The world is a complicated place, with rules and regulations law - for almost all that we do. It is overwhelming for adolescents upon their coming of age and the realization of the limits on their freedoms. Nor is it necessarily selfevident that those limits are essential to the comforts of their lives.
An excellent example of this was the Supreme Court of the United States 1905 case Jacobson v.
Commonwealth of Massachusetts 197 US 11:
"The defendant insists that his liberty is invaded when the state subjects him to fine or imprisonment for neglecting or refusing to submit to vaccination; that a compulsory vaccination law is unreasonable, arbitrary, and oppressive, and, therefore, hostile to the inherent right of every freeman to care for his own body and health in such way as to him seems best; and that the execution of such a law against one who objects to vaccination, no matter for what reason, is nothing short of an assault upon his person.
"But the liberty secured by the Constitution of the United
States to every person within its jurisdiction does not import an absolute right in each person to be, at all times and in all circumstances, wholly freed from restraint.
"There are manifold restraints to which every person is necessarily subject for the common good. On any other basis organized society could not exist with safety to its members.
Society based on the rule that each one is a law unto himself would soon be confronted with disorder and anarchy. Real liberty for all could not exist under the operation of a principle which recognizes the right of each individual person to use his own, whether in respect of his person or his property, regardless of the injury that may be done to others.
"This court has more than once recognized it as a fundamental principle that persons and property are subjected to all kinds of restraints and burdens in order to secure the general comfort, health, and prosperity of the state; of the perfect right of the legislature to do which no question ever was, or upon acknowledged general principles ever can be, made, so far as natural persons are concerned."
Circa 1904, the American Immigration Act prohibited "alien anarchists" which it defined as:
"Persons who believe in or advocate the overthrow by force or violence of the government of the United States or of all government or of all forms of law, or the assassination of public officials."
Ironically, anarchy, simply and objectively refers to an absence of law which is not necessarily a bad thing, although utopian; a
"social theory which regards the union of order with the absence of all direct government of man by man as the political ideal; absolute individual liberty.
“
It is a belief held by some that humans are evolving towards that, kept on the straight and narrow path through the “temporary” gate posts of law, and assisted by education, into persons with innate senses of right and wrong and no predilection to rape or plunder. Thus, no need for law.

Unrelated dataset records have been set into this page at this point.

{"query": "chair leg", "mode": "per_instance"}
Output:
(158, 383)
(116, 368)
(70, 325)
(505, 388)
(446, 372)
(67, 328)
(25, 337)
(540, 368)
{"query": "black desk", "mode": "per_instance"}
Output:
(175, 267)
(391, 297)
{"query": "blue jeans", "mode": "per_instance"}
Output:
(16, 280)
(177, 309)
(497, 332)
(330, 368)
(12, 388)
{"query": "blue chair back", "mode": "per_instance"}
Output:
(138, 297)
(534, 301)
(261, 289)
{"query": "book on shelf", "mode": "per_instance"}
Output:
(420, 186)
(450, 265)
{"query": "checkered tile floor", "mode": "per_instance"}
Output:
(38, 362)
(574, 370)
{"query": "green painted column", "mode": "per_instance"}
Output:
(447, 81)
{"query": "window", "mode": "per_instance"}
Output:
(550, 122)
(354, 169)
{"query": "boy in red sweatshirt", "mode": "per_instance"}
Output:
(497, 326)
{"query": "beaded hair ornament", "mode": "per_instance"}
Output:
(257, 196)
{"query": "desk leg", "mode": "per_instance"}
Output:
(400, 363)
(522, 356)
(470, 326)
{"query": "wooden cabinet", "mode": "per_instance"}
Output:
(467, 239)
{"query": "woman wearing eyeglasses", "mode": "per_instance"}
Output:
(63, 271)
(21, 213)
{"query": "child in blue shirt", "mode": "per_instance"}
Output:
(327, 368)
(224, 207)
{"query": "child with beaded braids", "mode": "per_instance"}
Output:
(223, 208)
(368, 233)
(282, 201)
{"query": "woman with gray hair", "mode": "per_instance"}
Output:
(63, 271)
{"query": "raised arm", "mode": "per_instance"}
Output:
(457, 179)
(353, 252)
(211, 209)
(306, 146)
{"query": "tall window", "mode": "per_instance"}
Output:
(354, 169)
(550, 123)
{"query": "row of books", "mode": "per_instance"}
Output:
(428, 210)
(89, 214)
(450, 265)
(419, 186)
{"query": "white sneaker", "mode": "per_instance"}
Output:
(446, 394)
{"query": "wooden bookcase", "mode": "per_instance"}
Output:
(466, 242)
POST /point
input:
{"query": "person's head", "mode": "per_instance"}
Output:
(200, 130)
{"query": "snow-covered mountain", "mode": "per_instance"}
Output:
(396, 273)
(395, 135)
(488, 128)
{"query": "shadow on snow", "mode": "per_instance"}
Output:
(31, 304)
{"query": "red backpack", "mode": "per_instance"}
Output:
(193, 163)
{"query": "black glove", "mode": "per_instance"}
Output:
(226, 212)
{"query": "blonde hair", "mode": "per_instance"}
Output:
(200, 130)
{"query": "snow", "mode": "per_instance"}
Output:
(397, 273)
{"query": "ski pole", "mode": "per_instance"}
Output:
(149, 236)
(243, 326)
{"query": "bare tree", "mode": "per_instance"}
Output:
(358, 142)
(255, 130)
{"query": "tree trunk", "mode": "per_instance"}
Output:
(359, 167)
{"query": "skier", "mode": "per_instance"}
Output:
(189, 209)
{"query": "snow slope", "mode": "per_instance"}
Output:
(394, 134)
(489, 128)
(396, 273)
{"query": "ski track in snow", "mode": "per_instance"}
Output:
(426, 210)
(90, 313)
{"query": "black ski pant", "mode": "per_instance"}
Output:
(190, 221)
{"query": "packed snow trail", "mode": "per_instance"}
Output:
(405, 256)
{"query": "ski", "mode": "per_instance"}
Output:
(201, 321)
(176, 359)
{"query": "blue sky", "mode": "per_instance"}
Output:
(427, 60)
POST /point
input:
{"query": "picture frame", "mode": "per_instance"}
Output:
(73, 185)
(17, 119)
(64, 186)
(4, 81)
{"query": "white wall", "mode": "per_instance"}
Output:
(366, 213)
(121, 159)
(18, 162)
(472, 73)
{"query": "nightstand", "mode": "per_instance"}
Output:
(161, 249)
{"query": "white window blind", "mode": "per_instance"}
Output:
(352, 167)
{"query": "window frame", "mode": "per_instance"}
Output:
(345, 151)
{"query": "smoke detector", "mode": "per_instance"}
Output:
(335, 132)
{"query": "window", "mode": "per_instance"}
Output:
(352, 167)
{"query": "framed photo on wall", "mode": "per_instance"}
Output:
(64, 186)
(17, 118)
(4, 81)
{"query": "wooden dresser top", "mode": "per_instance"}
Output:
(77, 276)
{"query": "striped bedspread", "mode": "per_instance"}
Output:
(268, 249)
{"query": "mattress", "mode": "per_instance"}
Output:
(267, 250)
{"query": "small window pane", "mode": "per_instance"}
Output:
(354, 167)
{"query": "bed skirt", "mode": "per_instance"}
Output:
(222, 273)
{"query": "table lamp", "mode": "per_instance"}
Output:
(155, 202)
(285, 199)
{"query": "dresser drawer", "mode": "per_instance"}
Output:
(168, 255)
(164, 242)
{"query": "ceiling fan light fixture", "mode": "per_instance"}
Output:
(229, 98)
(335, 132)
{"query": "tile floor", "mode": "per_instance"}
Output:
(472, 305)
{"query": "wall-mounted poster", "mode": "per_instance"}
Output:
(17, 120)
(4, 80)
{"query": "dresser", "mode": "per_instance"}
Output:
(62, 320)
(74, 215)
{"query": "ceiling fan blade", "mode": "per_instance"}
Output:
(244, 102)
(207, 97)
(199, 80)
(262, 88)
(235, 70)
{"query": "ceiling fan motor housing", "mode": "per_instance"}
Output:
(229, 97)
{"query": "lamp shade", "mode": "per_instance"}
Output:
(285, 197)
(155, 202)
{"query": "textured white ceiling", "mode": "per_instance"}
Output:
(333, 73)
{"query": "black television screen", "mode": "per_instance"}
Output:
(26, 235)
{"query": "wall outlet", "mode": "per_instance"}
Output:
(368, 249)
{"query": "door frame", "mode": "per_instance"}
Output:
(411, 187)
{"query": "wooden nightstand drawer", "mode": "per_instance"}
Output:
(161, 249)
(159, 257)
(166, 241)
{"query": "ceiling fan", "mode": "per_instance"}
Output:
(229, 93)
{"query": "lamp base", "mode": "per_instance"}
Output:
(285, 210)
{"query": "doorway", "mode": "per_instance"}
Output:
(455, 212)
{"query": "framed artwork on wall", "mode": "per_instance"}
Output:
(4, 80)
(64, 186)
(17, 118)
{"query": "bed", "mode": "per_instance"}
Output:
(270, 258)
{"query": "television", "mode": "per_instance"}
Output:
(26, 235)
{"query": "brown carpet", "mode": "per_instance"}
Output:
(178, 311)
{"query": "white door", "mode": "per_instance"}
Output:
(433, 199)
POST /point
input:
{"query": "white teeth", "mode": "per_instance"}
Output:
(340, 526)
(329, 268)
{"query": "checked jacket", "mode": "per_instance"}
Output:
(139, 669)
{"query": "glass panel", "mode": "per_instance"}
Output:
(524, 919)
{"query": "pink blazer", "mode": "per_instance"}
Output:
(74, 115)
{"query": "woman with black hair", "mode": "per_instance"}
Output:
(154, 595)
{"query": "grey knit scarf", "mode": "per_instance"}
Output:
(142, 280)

"If all men were friends, there would be no need of justice."
- Aristotle
1. Bad anarchy (lawlessness, chaos and gratuitous violence).
2. Rule of Man (Conqueror, Kings,
Queens and Emperors).
3. Rule of Law (senates, parliaments and assemblies).
4. The future – utopia? Good anarchy ?
(no need for government)?
A corollary to all this is perhaps the most important point of all, one for which much ink and blood has been spilled since Man began to tinker with
"government": Government must not ever make law(s) for the simple sake of control; it ought to never interfere with its citizens with a “law” unless there is a public policy reason to do so.